My first reaction to the recent AI hype is very similar to my first reaction to the crypto hype:
we’ve seen hype before, and initial hype is rarely correlated with long-term impact on the industry
or on society. In other words, I wasn’t convinced.
- Conversely, I think part of long-term engineering leadership is remaining open to new things.
The industry has radically changed from twenty years ago, with mobile development as the most obvious proof point.
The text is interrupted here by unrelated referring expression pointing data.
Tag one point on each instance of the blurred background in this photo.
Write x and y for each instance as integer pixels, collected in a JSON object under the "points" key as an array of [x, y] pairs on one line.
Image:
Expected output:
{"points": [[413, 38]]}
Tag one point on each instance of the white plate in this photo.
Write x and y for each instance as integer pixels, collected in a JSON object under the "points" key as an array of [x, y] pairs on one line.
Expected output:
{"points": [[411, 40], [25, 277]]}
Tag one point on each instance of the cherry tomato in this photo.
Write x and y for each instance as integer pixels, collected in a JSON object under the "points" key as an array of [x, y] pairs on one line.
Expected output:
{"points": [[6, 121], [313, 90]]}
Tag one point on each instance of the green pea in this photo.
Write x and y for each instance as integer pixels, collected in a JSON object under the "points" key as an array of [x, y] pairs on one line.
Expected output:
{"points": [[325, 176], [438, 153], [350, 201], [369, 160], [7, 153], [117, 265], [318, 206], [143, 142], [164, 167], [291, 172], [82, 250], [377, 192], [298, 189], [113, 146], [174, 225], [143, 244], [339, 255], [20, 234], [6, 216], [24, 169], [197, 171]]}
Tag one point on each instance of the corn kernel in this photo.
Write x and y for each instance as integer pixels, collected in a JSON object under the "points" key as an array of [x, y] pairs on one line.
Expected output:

Most things won’t change the industry much, but some things will completely transform it,
and we owe cautious interest to these potentially transformational projects.
- My personal bet is that the new AI wave is moderately transformative but not massively so.
Expanding on my thinking a bit, LLMs are showing significant promise at mediocre solutions to very general problems.
A very common, often unstated, Silicon Valley model is to hire engineers, pretend the engineers are
solving a problem, hire a huge number of non-engineers to actually solve the problem “until the technology automates it”,
grow the business rapidly, and hope automation solves the margins in some later year.
LLM adoption should be a valuable tool in improving margins in this kind of business,
which in theory should enable new businesses to be created by improving the potential margin.
However, we’ve been in a decade of zero-interest-rate policy
which has meant that current-year margins haven’t mattered much to folks,
which implies that most of these ideas that should be enabled by improved margins should
have already been attempted in the preceeding margin-agnostic decade.
This means that LLMs will make those businesses better, but the businesses themselves should
have already been tried, and many of them have failed ultimately due to market size preventing
required returns moreso than margin of operating their large internal teams to mask over missing margin-enhancing technology.
- If you ignore the margin-enhancement opporunties represented by LLMs,
which I’ve argued shouldn’t generate new business ideas but improve existing business ideas already
tried over the last decade, then it’s interesting to ponder what the sweet spot is for these tools.
My take is that they’re very good at supporting domain experts, where the potential damaged caused by
inaccuracies is constrained, e.g. Github Copilot is a very plausible way to empower a proficient programmer,
and a very risky way to train a novice in a setting where the code has access to sensitive resources or data.
However, to the extent that we’re pushing experts from authors to editors, I’m not sure that’s an actual speed
improvement for our current generation of experts, who already have mastery in authorship and (often) a lesser
skill in editing. Maybe there is a new generation of experts who are exceptional editors first, and authors second,
which these tools will foster. If that’s true, then likely the current generation of leaders is unable to
assess these tools appropriately, but… I think that most folks make this argument about most new technologies,
and it’s only true sometimes. (Again, crypto is a clear example of something that has not overtaken existing
technologies in the real world with significant regulatory overhead.)
Anyway, it was a fun project, and I have a much better intuitive sense of what’s possible
in this space after spending some time here, which was my goal. I’ll remain very curious to
see what comes together here as the timeline progresses.